Ook zegelringen kenden de Romeinen reeds. De symbolische beteekenis van den r. (als onderpand van trouw) vinden wij vooral terug in den trouwring, ook reeds bij de Romeinen in gebruik (zonder steen); evenzoo in de plechtigheid door den ➝ doge van Venetië gehouden, wanneer hij Venetië’s huwelijk met de zee verzinnebeeldde, doordat hij aan boord van de Bucentaurus een gouden r. in zee wierp.

Op magisch gebruik wijst de uitdrukking „Den r. van ➝ Gyges bezitten”, hetgeen beteekent „verkrijgen wat men wenscht”; de Lydiër Gyges nl. zou door middel van een r. zich onzichtbaar hebben kunnen maken en koning ➝ Candaules zoo van de heerschappij hebben beroofd. De elfen konden zich in zwanen veranderen door het aanleggen van den „zwanenring”.In de liturgie. De r., welken de Romein zijn verloofde aan den linker ringvinger schoof, bleef door het Christendom gehandhaafd; ook Godgewijde maagden droegen zulk een r. wellicht reeds in de 4e e. Later schonken beide verloofden elkander wederkeerig een r. In de 11e eeuw verplaatste dit gebruik zich naar het oogenblik der huwelijkssluiting, hetgeen op zijn beurt leidde tot het dubbele gebruik van én verlovingsén trouwringen (het dragen ervan aan de rechterhand is van oud-Germaanschen oorsprong). Liturgisch werd het gebruik dier r. eigenlijk eerst, toen zij door den priester werden gezegend. Ook de bisschoppen gebruikten r. (een zegelring), lang voordat zij (begin 7e e.) een teeken werden van hun waardigheid en, vlg. de wijdings- en overreikingsgebeden, van hun macht (zegel) en van hun trouw aan de hun toevertrouwde kudde.

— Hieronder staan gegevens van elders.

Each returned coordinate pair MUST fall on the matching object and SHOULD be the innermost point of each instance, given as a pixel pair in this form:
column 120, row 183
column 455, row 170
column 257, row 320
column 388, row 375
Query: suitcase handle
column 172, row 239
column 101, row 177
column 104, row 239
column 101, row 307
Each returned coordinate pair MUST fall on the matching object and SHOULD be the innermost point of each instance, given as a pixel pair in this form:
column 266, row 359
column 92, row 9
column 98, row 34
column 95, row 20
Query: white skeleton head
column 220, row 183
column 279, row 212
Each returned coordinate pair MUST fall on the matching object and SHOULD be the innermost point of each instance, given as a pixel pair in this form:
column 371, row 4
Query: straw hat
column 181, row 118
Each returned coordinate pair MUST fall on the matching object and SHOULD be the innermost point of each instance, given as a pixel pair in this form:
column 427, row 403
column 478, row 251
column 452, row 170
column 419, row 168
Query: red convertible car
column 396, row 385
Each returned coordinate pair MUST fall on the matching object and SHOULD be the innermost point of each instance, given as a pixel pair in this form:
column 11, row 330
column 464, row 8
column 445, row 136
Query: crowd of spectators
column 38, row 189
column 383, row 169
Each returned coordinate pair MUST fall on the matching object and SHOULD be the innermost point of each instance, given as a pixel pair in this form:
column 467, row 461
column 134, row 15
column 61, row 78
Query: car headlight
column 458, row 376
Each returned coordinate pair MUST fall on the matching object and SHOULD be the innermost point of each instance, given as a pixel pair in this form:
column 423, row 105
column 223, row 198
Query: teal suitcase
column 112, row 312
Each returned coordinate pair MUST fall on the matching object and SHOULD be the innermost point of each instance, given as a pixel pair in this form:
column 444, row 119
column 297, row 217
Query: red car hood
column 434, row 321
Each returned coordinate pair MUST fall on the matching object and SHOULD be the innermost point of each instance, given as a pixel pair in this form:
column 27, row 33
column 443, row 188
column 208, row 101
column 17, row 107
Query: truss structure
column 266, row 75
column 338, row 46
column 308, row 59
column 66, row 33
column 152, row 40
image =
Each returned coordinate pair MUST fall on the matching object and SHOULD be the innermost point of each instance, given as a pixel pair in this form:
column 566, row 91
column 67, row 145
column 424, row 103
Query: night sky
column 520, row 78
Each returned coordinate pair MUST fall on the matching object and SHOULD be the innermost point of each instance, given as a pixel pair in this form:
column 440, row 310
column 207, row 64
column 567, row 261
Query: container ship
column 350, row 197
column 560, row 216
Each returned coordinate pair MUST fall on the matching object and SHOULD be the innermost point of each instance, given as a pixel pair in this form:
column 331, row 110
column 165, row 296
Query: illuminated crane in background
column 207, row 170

Het recht van het gebruik van zulk een r. breidde zich later uit tot abten (12e-15e e.), tot kardinalen, apost. protonotarii en pauselijke huisprelaten; ook magistri en doctoren kregen bij hun promotie een ring, als teeken van hun waardigheid. Zie ook ➝ Trouwring; Visschersring.

2° (Wisk.) Men zegt, dat een verzameling getallen (functies) een ring vormt, wanneer de bewerkingen optelling, aftrekking en vermenigvuldiging, toegepast op 2 getallen (functies) van de verzameling, steeds weer een getal (functie) van de verzameling opleveren. Voor de deeling behoeft de eigenschap niet te gelden. Een integriteitsgebied is een bijzonder geval van een getallenring.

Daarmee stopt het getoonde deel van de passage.